Ein großer Erfolg mit einer Viertelmillion Abrufen auch die „100 pieces“, jene Gemeinschaftsproduktion von ORF-TV, ORF-Archiv und ORF.at, das die Festspielgeschichte als Geschichte Österreichs mit unerwarteten Akzenten lesen sollte. Was dabei das Publikum am meisten begeisterte? Der Ausspruch: „This is shit, this should be banned“. Festspiele sind eben Lebensmittel – und mitunter eben auch Reibebaum.

Klang und Sitzabstand

Die Festspiele 2020 sind in vielerlei Hinsicht Signal. Für die Produktionen in großen Opern- und Theaterhäusern. Aber auch für die Feinschmecker auf dem Terrain der Klassik. Dass die Wiener Philharmoniker in Salzburg enger zusammensitzen durften als die Berliner Philharmoniker, bedingt durch unterschiedliche Vorgaben der Gesundheitsversicherungen in den jeweiligen Ländern, hat der Debatte über die Klangstruktur der Orchester neue Nahrung gegeben. Die Wiener, sie klängen „warm und kompakt“, wie etwa Helmut Mauro am Montag in der „Süddeutschen Zeitung“ befand. Nur „das Wiener Triangel“ sei zu laut, monierte er an einem Tag, an dem sich beide Orchester vergleichen ließen.

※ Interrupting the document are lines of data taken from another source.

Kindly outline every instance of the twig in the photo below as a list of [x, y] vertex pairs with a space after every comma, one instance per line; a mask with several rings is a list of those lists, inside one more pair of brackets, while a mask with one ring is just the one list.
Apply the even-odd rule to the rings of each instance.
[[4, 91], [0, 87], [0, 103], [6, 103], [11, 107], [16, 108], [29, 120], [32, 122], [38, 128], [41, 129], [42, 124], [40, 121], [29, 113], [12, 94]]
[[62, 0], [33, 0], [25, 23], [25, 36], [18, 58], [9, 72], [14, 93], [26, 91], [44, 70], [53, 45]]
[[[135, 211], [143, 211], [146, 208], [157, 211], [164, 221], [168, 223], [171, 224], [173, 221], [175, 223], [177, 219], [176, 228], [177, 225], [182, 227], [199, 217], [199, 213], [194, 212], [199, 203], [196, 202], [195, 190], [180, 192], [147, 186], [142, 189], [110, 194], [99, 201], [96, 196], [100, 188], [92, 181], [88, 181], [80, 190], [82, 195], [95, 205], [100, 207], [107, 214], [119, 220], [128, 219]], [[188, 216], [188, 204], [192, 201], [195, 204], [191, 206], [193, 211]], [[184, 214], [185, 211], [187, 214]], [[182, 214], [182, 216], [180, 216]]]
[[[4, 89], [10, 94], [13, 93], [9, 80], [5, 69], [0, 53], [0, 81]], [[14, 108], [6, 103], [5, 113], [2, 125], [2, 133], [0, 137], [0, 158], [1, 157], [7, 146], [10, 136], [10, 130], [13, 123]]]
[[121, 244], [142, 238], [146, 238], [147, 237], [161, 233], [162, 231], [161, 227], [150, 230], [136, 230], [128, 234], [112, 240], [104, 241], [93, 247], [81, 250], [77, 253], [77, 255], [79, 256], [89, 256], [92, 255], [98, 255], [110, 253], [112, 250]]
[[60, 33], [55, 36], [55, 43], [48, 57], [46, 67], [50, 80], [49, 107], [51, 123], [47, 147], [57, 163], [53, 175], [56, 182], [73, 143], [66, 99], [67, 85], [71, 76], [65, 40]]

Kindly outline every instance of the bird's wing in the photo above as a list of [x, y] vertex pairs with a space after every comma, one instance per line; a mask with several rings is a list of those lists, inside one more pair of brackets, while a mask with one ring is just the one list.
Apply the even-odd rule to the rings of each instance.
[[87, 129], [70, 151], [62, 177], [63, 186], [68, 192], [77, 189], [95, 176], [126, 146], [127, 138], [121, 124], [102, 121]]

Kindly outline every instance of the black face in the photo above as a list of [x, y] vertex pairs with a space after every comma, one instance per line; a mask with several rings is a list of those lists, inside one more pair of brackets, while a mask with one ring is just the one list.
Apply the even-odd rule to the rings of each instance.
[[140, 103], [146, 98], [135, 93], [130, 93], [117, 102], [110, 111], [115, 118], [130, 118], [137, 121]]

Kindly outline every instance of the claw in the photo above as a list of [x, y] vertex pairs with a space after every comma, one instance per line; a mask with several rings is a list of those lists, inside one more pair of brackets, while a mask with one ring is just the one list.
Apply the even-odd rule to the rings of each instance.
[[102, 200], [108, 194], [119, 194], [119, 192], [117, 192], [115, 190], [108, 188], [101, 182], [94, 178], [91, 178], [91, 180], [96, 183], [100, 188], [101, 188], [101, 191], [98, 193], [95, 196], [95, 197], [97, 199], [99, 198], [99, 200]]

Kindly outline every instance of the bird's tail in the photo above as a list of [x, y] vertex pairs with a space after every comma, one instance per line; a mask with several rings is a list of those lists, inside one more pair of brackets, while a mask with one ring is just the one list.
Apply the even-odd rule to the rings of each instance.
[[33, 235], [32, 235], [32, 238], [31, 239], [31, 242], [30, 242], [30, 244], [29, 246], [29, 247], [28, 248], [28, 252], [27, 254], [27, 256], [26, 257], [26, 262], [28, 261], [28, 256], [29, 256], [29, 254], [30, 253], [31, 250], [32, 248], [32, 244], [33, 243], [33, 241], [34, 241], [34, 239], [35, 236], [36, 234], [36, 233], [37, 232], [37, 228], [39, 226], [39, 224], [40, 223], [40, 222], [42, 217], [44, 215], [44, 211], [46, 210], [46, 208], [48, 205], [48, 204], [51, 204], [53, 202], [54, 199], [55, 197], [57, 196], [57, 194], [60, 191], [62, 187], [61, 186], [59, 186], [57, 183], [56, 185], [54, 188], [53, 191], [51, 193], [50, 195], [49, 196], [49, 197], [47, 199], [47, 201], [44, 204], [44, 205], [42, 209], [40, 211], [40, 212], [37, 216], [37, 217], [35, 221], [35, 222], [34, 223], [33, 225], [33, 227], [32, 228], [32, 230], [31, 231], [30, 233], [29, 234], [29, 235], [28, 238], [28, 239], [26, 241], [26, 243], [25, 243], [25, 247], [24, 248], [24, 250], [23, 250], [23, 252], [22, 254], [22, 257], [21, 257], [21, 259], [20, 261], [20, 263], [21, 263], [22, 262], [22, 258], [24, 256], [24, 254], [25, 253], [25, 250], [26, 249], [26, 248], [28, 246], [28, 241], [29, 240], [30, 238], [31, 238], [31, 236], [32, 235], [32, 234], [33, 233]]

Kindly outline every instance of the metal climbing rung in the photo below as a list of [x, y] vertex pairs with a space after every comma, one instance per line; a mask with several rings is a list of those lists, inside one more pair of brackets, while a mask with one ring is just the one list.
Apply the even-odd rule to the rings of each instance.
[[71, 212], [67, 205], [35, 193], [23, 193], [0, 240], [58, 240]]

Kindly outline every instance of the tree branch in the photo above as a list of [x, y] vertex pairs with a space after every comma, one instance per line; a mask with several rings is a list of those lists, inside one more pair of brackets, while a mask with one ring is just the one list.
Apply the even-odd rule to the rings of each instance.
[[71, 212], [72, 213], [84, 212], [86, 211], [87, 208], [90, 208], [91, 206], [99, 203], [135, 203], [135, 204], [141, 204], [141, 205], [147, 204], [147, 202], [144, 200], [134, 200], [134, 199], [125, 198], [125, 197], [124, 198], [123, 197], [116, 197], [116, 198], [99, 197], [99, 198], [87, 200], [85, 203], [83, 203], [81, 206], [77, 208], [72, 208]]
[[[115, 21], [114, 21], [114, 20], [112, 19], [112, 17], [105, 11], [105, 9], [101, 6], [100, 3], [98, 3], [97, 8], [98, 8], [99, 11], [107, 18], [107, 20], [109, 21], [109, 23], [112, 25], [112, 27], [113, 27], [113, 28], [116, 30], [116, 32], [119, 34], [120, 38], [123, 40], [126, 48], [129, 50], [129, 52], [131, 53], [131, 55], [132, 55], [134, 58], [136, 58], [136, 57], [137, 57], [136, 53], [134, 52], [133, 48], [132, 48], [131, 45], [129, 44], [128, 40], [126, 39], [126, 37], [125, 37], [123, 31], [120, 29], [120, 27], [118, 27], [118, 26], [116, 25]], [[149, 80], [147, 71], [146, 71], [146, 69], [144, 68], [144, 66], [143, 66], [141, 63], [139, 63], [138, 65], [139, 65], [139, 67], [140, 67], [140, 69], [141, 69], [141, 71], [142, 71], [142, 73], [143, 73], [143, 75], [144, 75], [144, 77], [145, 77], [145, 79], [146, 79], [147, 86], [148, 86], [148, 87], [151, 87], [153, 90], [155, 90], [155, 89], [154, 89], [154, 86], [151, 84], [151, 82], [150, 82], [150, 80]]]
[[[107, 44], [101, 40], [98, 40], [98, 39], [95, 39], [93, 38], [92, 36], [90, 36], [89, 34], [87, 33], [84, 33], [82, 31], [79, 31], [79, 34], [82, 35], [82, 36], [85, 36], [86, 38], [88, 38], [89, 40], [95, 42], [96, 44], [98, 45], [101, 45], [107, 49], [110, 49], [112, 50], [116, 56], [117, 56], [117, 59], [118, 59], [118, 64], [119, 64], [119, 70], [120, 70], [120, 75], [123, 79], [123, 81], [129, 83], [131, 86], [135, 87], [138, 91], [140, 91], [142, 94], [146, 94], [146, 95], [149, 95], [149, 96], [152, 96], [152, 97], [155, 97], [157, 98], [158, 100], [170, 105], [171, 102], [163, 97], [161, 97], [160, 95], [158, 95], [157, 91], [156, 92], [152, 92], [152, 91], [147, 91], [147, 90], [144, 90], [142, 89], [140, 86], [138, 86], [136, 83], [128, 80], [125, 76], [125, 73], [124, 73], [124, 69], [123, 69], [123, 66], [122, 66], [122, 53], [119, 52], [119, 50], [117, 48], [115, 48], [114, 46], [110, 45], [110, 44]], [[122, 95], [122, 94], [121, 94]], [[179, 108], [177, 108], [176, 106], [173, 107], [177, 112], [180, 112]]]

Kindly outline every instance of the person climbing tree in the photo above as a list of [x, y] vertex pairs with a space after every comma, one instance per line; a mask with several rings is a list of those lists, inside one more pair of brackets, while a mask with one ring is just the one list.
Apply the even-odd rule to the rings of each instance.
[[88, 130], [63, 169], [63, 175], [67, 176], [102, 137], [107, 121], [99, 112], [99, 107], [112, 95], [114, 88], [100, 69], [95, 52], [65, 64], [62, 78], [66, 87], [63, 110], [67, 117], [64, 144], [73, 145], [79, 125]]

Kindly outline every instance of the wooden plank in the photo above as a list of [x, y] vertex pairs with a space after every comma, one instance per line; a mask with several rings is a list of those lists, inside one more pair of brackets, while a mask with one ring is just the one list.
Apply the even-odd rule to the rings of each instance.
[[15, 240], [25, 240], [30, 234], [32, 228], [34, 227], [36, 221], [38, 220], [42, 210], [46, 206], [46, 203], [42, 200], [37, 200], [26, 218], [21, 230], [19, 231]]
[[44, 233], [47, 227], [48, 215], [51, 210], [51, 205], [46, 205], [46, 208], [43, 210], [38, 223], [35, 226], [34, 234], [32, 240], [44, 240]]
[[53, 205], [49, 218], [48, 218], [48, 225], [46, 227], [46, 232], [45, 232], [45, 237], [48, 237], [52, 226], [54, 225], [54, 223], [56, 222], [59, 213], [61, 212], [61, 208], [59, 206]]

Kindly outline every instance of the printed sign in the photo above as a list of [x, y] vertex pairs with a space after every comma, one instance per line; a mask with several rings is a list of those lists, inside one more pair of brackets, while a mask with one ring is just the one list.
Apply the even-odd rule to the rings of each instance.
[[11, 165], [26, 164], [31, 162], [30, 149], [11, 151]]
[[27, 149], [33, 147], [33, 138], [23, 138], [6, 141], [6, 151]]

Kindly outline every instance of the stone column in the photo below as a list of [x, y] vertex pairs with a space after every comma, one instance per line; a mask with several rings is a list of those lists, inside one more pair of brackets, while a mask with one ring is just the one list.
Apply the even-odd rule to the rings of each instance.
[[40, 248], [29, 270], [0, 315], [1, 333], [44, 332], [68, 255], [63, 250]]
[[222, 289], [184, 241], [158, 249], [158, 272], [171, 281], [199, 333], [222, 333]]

Die Berliner wiederum hätten bei Arnold Schönbergs „Verklärter Nacht“ in der Fassung für Streichorchester die Wärme des Tons getroffen, wären sonst aber „doch recht spröde“ über die Bühne des Großen Festspielhauses gekommen. Ob solche Nuancen freilich dem Sitzabstand geschuldet sind, darf man den Debatten der Feinspitze überlassen. Manchmal liegt es vielleicht mehr an der Haltung von Dirigent Kirill Petrenko als am Coronavirus.